Re: iwm(4) timeout cancellation fix

2020-04-23 Thread Jeremie Courreges-Anglas
On Thu, Apr 23 2020, Stefan Sperling  wrote:
> I have observed a uvm fault in ieee80211_mira_probe_timeout_up() while
> testing with iwm(4) and tcpbench:
>
> void
> ieee80211_mira_probe_timeout_up(void *arg)
> {
>   struct ieee80211_mira_node *mn = arg;
>   int s;
>
>   s = splnet();
>   mn->probe_timer_expired[IEEE80211_MIRA_PROBE_TO_UP] = 1;
>   DPRINTFN(3, ("probe up timeout fired\n"));
>   splx(s);
> }
>
> One obvious possibility is that the 'mn' pointer became invalid before the
> timeout was executed. But I am not certain what happened exactly; the info
> in ddb was inconclusive since the console switching ran into splassert
> failures and I didn't see a good backtrace. But r12 in 'show regs' contained
> the address of ieee80211_mira_probe_timeout_up() and it looked like the
> kernel was in softclock context.
>
> In any case, it looks like cancelling timeouts before scheduling the
> iwm_newstate_task can lead to a race:
>
>  - Timeouts are cancelled and iwm_newstate_task is scheduled
>  - Tx done interrupts feed frames to MiRA which adds a new timeout
>  - iwm_newstate_task runs and switches state without cancelling this timeout
>  
> So cancel timeouts when we are actually switching state in the task.
>
> While here, initialize MiRA timeouts and other rate scaling state earlier,
> when the node is allocated.
>
> ok?

Works fine so far on

  iwm0 at pci2 dev 0 function 0 "Intel Dual Band Wireless-AC 8265" rev 0x78, msi
  iwm0: hw rev 0x230, fw ver 34.0.1, address f8:59:71:xx:xx:xx

-- 
jca | PGP : 0x1524E7EE / 5135 92C1 AD36 5293 2BDF  DDCC 0DFA 74AE 1524 E7EE



iwm(4) timeout cancellation fix

2020-04-23 Thread Stefan Sperling
I have observed a uvm fault in ieee80211_mira_probe_timeout_up() while
testing with iwm(4) and tcpbench:

void
ieee80211_mira_probe_timeout_up(void *arg)
{
struct ieee80211_mira_node *mn = arg;
int s;

s = splnet();
mn->probe_timer_expired[IEEE80211_MIRA_PROBE_TO_UP] = 1;
DPRINTFN(3, ("probe up timeout fired\n"));
splx(s);
}

One obvious possibility is that the 'mn' pointer became invalid before the
timeout was executed. But I am not certain what happened exactly; the info
in ddb was inconclusive since the console switching ran into splassert
failures and I didn't see a good backtrace. But r12 in 'show regs' contained
the address of ieee80211_mira_probe_timeout_up() and it looked like the
kernel was in softclock context.

In any case, it looks like cancelling timeouts before scheduling the
iwm_newstate_task can lead to a race:

 - Timeouts are cancelled and iwm_newstate_task is scheduled
 - Tx done interrupts feed frames to MiRA which adds a new timeout
 - iwm_newstate_task runs and switches state without cancelling this timeout
 
So cancel timeouts when we are actually switching state in the task.

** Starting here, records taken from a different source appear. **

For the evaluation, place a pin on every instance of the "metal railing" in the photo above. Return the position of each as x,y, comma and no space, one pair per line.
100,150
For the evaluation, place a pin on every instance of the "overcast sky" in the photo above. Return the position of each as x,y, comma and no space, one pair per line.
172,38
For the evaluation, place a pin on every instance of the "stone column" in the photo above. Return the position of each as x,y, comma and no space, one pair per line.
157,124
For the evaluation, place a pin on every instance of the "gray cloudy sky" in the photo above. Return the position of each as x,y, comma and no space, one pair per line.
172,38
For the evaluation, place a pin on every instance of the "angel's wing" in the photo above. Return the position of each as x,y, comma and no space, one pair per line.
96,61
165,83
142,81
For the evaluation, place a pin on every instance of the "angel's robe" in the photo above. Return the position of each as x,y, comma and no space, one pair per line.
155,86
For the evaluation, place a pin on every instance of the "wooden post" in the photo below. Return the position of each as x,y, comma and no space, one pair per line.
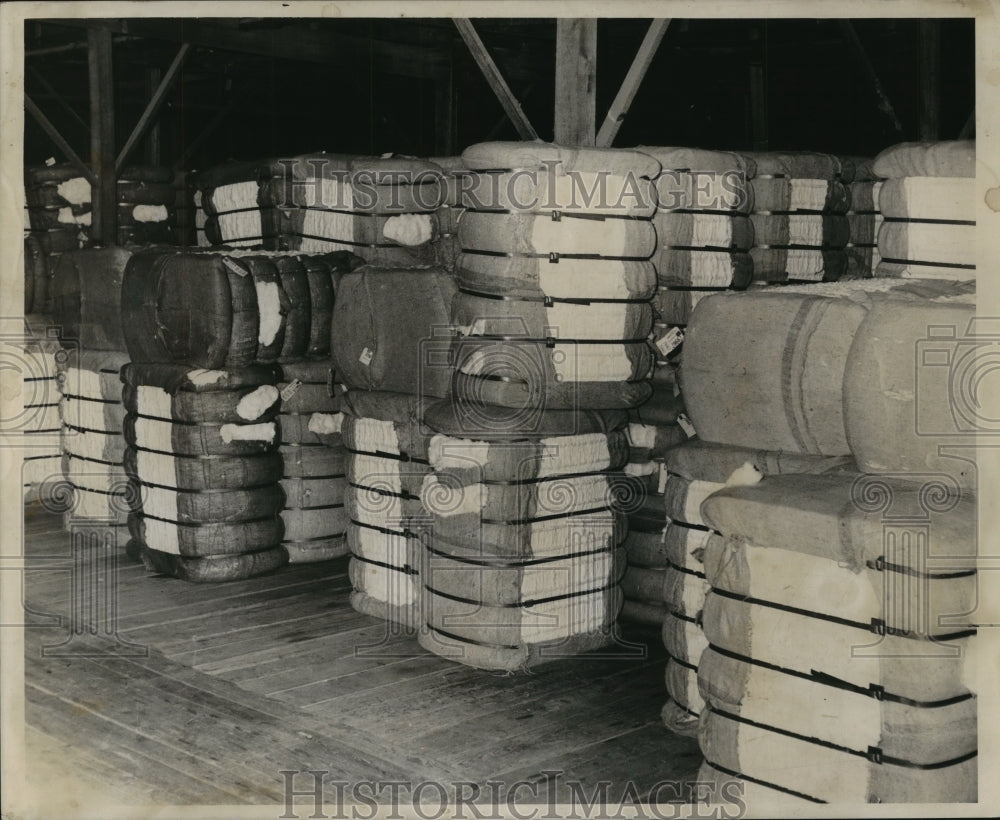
153,146
495,79
630,85
104,221
758,108
930,79
576,81
57,138
153,107
48,89
850,34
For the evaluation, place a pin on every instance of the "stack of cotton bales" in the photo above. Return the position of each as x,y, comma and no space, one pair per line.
553,316
36,355
59,209
864,218
831,588
390,327
384,210
703,233
86,306
928,203
799,223
232,476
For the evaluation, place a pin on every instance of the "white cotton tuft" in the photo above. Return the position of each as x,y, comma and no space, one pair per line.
641,468
202,377
149,213
326,423
409,229
253,405
269,306
641,436
247,432
75,191
745,476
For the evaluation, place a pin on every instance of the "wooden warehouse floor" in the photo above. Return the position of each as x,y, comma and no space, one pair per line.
231,684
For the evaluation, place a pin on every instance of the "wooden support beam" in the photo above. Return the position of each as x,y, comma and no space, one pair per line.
495,79
55,95
968,131
104,219
758,107
220,116
495,131
630,85
850,35
153,107
930,79
57,138
444,114
153,144
294,42
576,81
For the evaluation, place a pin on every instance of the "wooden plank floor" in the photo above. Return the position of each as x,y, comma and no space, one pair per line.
212,690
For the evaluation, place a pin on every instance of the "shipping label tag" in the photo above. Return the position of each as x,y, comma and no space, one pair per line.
236,268
671,341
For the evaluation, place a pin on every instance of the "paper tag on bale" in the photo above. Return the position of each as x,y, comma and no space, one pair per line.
671,341
290,389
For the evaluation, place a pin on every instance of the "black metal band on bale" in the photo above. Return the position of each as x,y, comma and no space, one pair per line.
406,569
554,517
908,220
521,482
881,565
452,637
208,456
764,783
873,690
552,341
117,401
876,625
383,454
317,507
523,604
553,256
692,572
872,754
686,665
316,538
114,434
404,533
200,524
405,496
928,264
550,300
140,480
531,562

While here, initialize MiRA timeouts and other rate scaling state earlier,
when the node is allocated.

ok?

diff 9b00dd5006bdfc0cf9d71dac4defe47f2ccfda0d 
caa4131c31c0809410871043d8c29cf157d68ff3
blob - 01c059a512b8d83fe9900942e07b4c1b128f660c
blob + 196b7814bbfaf625495278070374393409f7cb69
--- sys/dev/pci/if_iwm.c
+++ sys/dev/pci/if_iwm.c
@@ -6770,7 +6770,16 @@ iwm_run_stop(struct iwm_softc *sc)
 struct ieee80211_node *
 iwm_node_alloc(struct ieee80211com *ic)
 {
-   return malloc(sizeof (struct iwm_node), M_DEVBUF, M_NOWAIT | M_ZERO);
+   struct iwm_softc *sc = IC2IFP(ic)->if_softc;
+   struct iwm_node *in;
+
+   in = malloc(sizeof (struct iwm_node), M_DEVBUF, M_NOWAIT | M_ZERO);
+   if (in == NULL)
+   return NULL;
+
+   ieee80211_amrr_node_init(&sc->sc_amrr, &in->in_amn);
+   ieee80211_mira_node_init(&in->in_mn);
+   return (struct ieee80211_node *)in;
 }
 
 void
@@ -6961,6 +6970,14 @@ iwm_newstate_task(void *psc)
int arg = sc->ns_arg;
int err = 0, s = splnet();
 
+   if (ic->ic_state == IEEE80211_S_RUN) {
+   struct iwm_node *in = (void *)ic->ic_bss;
+   timeout_del(&sc->sc_calib_to);
+   ieee80211_mira_cancel_timeouts(&in->in_mn);
+   iwm_del_task(sc, systq, &sc->ba_task);
+   iwm_del_task(sc, systq, &sc->htprot_task);
+   }
+
if (sc->sc_flags & IWM_FLAG_SHUTDOWN) {
/* iwm_stop() is waiting for us. */
refcnt_rele_wake(&sc->task_refs);
@@ -7057,14 +7074,6 @@ iwm_newstate(struct ieee80211com *ic, enum ieee80211_s
 {
struct ifnet *ifp = IC2IFP(ic);
struct iwm_softc *sc = ifp->if_softc;
-   struct iwm_node *in = (void *)ic->ic_bss;
-
-   if (ic->ic_state == IEEE80211_S_RUN) {
-   timeout_del(&sc->sc_calib_to);
-   ieee80211_mira_cancel_timeouts(&in->in_mn);
-   iwm_del_task(sc, systq, &sc->ba_task);
-   iwm_del_task(sc, systq, &sc->htprot_task);
-   }
 
sc->ns_nstate = nstate;
sc->ns_arg = arg;